For that particular case, all those extra (20000) memcpy() calls, and the associated 8% bootup overhead, came from this loop:
-----------------------------------
uint32_t pair_planes[4];
...
for (i = 0; i < v_planes / 2; i++) {
    *(uint32_t*)addr = pair_planes[i];
    addr += sizeof(uint32_t);
} 
-----------------------------------
And it went away when GCC -freestanding option was used.

Without that memcpy() overhead, GCC 13.1 perf was then very close to GCC 4.6 perf in that particular case (it did not help other cases where newer GCC was slower).

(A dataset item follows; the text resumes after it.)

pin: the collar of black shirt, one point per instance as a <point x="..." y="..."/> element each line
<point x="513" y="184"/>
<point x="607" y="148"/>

Further testing with (compiler explorer) showed that when compiler was given a better hint that the loop it replaced with memcpy() actually loops max 4 times, those memcpy() instances went also away:
-----------------------------------
if (v_planes > 2*ARRAY_SIZE(pair_planes)) return;
-----------------------------------

How GCC deduced that above loop was large enough that it makes sense to replace it with memcpy() overhead?  From the max valid index for "pair_planes", it should have already been clear that any large indexes get to "undefined behavior".

[1] 1/3 of the boot time went to timeout for waiting user interaction, and 1/3 went to waiting slow disk responses, so in reality the overhead was really 3x 8%.